「悟」の一字に隠されたさとり

これは、昔どなたかの説法で聴いたか、本で読んだことの受け売りなのですが、ちょっと紹介させてください。

「悟」の一字には「さとり」の真実が隠されているというお話です。

人間には、眼耳鼻舌身、という五つの外界への感覚の入り口があります。
それぞれ、視覚、聴覚、嗅覚、味覚、触覚をになっています。

そして、意(心)という自分の内で完結した感覚の入り口もあります。
好きな動物を思い浮かべてください。犬でも猫でも構いません。
視覚で浮かびますね(アファンタジアの方はちょっとおいておくとして、一般には)。
聴覚で鳴き声、嗅覚でにおい、味覚はさておき触覚で触った感じ、などがまざまざとイメージされます。

「悟」の字は、「りっしんべん」と「五つの口」でなりたっています。

悟りというのは、この〈「眼耳鼻舌身意」を見ている自分〉が理解できることなんです。

お釈迦さんが説いた如実知見。「物事をありのまま見る」ということです。
「悟」を直視できる人が悟った人なのです。


……聴いた話はここまでです。
唯識の考え方で補足します。


我々は、「眼耳鼻舌身意」からのインプットをありのままには見ていません。
そこには好悪の感情や、無意識の価値判断がくっいています。いわゆる「イロメガネ」です。
悟った人は、その感情や価値判断を切り離して、感覚器官から入った情報、そして心の中から湧き出した情報を、ありのままに見られます。

はい、情報です。

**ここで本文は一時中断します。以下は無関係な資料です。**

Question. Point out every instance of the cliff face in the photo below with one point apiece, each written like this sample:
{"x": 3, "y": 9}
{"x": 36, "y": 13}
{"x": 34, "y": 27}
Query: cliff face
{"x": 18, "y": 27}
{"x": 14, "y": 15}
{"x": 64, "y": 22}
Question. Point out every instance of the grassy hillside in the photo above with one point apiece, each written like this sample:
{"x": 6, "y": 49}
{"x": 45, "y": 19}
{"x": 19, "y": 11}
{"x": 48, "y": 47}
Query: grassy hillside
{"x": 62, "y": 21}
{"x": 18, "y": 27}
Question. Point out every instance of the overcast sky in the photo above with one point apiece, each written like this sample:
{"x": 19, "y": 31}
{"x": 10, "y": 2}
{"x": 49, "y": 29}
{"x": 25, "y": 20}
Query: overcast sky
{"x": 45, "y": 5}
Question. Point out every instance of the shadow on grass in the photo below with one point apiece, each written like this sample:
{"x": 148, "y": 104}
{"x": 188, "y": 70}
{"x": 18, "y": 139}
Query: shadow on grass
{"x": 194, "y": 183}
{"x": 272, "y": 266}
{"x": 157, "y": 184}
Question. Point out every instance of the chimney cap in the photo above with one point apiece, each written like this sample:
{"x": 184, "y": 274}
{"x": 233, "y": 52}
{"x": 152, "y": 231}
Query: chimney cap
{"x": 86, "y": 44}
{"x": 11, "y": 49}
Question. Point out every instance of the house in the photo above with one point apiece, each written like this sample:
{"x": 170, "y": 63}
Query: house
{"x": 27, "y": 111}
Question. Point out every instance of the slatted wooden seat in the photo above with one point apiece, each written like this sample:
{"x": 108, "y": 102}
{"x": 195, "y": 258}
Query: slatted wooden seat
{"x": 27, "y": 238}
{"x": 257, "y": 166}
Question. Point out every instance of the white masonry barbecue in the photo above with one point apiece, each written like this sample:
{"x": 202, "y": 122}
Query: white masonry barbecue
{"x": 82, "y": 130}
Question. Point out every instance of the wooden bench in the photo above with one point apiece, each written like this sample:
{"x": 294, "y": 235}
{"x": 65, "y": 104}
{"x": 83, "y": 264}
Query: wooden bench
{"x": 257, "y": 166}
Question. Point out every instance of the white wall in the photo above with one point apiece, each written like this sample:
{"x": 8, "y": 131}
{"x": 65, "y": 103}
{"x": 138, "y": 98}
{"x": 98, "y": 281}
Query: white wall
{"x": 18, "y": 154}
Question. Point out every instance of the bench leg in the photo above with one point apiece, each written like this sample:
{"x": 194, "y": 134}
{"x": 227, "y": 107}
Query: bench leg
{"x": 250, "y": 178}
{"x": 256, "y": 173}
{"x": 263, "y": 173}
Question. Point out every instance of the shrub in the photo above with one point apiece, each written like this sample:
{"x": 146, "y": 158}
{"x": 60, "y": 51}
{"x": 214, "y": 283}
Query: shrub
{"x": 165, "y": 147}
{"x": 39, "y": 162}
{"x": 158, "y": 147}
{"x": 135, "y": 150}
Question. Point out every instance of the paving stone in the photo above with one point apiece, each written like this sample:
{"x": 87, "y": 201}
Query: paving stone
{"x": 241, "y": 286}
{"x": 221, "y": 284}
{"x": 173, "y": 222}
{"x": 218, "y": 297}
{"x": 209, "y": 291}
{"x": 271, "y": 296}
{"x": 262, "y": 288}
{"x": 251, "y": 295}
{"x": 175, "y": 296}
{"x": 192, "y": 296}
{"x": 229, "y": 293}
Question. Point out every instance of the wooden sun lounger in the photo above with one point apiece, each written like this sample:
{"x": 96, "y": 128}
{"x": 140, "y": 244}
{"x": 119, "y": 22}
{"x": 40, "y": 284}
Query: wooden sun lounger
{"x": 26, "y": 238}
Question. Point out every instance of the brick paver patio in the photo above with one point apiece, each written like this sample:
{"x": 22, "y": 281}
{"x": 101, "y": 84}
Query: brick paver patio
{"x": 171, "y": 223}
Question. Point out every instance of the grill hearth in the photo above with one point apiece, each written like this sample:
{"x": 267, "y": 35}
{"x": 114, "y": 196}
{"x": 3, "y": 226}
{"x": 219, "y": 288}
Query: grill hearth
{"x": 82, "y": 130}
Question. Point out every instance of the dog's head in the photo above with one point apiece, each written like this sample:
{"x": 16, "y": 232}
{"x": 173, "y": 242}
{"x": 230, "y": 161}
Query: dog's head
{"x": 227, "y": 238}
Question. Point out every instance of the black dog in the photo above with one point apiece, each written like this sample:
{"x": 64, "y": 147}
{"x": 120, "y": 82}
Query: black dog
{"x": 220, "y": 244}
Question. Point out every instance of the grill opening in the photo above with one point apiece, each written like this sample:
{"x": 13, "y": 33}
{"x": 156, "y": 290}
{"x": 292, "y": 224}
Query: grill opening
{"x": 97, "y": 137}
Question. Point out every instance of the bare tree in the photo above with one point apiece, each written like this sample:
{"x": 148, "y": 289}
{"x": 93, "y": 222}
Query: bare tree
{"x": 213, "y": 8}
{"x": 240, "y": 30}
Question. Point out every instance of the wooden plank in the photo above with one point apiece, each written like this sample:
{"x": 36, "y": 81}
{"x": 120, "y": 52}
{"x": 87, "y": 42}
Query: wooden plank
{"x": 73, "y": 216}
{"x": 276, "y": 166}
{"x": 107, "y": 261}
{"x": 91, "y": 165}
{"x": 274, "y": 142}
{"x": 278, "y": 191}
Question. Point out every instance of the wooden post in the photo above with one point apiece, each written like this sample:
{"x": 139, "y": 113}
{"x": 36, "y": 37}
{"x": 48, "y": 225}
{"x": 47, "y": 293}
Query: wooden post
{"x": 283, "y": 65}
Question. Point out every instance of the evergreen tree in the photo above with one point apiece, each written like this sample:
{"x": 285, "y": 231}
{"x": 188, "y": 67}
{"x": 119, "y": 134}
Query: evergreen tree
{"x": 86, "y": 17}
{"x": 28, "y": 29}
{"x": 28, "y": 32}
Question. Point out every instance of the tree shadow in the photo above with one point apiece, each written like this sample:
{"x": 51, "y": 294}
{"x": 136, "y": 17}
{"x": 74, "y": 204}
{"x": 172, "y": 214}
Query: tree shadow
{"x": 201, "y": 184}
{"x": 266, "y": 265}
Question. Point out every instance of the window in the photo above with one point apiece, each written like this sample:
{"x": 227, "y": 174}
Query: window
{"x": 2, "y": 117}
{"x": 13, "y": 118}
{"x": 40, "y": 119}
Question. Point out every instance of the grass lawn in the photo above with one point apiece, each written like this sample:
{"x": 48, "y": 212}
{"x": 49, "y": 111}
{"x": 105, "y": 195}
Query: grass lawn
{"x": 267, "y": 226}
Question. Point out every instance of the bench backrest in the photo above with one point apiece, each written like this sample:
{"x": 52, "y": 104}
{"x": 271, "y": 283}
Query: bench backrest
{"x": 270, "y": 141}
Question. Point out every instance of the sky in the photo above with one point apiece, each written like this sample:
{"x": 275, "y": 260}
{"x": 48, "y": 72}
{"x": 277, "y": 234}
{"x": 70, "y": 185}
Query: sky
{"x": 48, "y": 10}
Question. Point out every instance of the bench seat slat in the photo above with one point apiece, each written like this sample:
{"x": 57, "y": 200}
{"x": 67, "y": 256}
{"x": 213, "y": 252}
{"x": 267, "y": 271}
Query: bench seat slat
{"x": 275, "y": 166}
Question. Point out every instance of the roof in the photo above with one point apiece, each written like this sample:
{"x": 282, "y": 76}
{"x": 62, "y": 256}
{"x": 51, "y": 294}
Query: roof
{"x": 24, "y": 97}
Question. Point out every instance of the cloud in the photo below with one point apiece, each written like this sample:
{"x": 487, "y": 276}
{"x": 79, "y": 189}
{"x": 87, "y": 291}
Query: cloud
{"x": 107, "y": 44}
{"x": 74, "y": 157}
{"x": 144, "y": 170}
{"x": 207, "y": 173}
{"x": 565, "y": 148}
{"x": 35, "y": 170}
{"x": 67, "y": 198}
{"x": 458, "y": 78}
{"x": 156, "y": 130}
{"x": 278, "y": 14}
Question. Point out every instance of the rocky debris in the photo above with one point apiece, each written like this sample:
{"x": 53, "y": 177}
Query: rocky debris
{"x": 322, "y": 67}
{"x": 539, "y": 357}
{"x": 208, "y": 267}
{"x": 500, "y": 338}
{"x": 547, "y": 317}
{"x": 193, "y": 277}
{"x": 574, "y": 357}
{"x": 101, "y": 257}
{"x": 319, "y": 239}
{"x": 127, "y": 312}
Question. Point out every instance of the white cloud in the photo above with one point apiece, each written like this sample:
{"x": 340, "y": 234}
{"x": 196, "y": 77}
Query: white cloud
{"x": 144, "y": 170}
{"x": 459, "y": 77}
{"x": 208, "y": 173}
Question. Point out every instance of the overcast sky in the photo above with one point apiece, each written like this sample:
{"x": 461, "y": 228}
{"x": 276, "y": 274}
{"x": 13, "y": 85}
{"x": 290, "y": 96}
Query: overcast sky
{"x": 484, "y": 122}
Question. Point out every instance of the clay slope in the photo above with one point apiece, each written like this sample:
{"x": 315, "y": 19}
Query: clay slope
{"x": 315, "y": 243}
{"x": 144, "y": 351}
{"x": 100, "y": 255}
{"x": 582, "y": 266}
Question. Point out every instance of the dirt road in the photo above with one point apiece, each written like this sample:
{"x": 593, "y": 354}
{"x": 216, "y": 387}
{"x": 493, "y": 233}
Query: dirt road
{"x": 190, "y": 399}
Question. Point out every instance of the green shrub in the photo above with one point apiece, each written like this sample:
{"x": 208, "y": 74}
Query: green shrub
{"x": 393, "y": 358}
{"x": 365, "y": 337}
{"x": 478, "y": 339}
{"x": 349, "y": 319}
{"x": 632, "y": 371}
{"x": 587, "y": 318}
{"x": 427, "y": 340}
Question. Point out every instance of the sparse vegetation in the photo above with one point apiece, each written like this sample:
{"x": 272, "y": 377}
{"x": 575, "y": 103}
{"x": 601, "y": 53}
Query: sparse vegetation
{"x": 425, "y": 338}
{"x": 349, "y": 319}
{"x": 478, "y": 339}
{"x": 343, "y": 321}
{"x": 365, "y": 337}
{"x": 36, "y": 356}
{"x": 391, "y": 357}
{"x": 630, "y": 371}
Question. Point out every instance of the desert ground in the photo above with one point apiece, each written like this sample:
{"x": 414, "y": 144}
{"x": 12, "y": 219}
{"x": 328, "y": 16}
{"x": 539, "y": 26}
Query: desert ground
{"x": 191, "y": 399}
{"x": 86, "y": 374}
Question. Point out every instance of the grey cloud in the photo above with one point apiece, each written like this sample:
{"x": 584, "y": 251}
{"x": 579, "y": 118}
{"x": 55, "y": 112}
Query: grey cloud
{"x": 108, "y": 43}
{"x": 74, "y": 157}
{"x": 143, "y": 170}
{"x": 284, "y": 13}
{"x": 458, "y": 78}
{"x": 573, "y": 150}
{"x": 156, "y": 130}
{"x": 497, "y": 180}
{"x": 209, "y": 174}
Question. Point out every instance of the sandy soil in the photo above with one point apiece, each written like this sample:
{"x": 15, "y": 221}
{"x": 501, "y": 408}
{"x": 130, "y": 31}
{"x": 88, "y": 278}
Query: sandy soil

自分へのインプットです。
対象自体をそのまままるっと把握できるのは、理想的な超人、神様としての仏様にしかできないことです。人間だとどうしても制約があります。眼に傷があればその部分は見えにくいです。視界の端や、背後のこともわかりません。如来ならざる身は制約だらけなのです。

さきほど聴いた話と書きましたが、もう少し踏み込んだ話を言われていたかもしれません。でも、私の意(心)が覚えているのはさっきのところまでで、今の自分にはそこまでのインプットでおわっています。そして、アウトプットとしてこの文章を書いています。

人間としての限界を意識にとどめつつ、「悟」を直視できる人間となる、それが悟りなんです。